Nowadays you'll be lucky to find even one, even using the cross-server dungeons. (Which believe me, those of us on Wasteland EST PvP servers like Dentarg are saying "...ABOUT FREAKING TIME!!!" for - we wanted those back in 2007!)


----------



## Ishnuvalok (Dec 28, 2009)

Runefox said:


> Welcome to World of Warcraft, where "dude, the game doesn't begin until level 40". After two weeks of grinding, I was at level 17,



Two weeks of grinding, lvl 17.....what

Now question is, what was your total playtime in those two weeks? 4 hours?


----------



## StarGazingWolf (Dec 28, 2009)

I for one will be looking forward to XIV, I just don't like Warcraft since they decided to get all weird looking since III. If WoW had been similar in style to the artwork for Warcraft II I would have been all over it.


----------



## Runefox (Dec 28, 2009)

Ishnuvalok said:


> Two weeks of grinding, lvl 17.....what
> 
> Now question is, what was your total playtime in those two weeks? 4 hours?

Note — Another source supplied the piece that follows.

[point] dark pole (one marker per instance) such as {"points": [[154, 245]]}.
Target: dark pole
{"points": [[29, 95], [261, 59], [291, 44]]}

It took me like 4 hours to go up a level. Griiiiiiindfest.

Most people seem surprised by that, but I'm surprised at their surprise. It seems like perhaps WoW players have a different concept of time.


----------



## Digitalpotato (Dec 28, 2009)

Runefox said:


> It took me like 4 hours to go up a level. Griiiiiiindfest.
> 
> Most people seem surprised by that, but I'm surprised at their surprise. It seems like perhaps WoW players have a different concept of time.



....4 hours to go up one level?

...I still find that hard to believe - especially the first 12.


----------



## Azbulldog (Dec 28, 2009)

With the changes set forth in the last major content patches that drastically reduced the experience and time needing to level up..taking four hours to level doesn't happen until you're way up there, aside from having knowledge on where to find quests and other things. For me at least, getting to level 10 alone doesn't take that long.


----------



## BloodYoshi (Dec 28, 2009)

Runefox said:


> It took me like 4 hours to go up a level. Griiiiiiindfest.
> 
> Most people seem surprised by that, but I'm surprised at their surprise. It seems like perhaps WoW players have a different concept of time.



if it took you that long to go up a level then yeah, wow isn't for you


----------



## Digitalpotato (Dec 28, 2009)

Azbulldog said:


> With the changes set forth in the last major content patches that drastically reduced the experience and time needing to level up..taking four hours to level doesn't happen until you're way up there, aside from having knowledge on where to find quests and other things. For me at least, getting to level 10 alone doesn't take that long.



Maybe they were playing on Launch day when they intended you to take your time?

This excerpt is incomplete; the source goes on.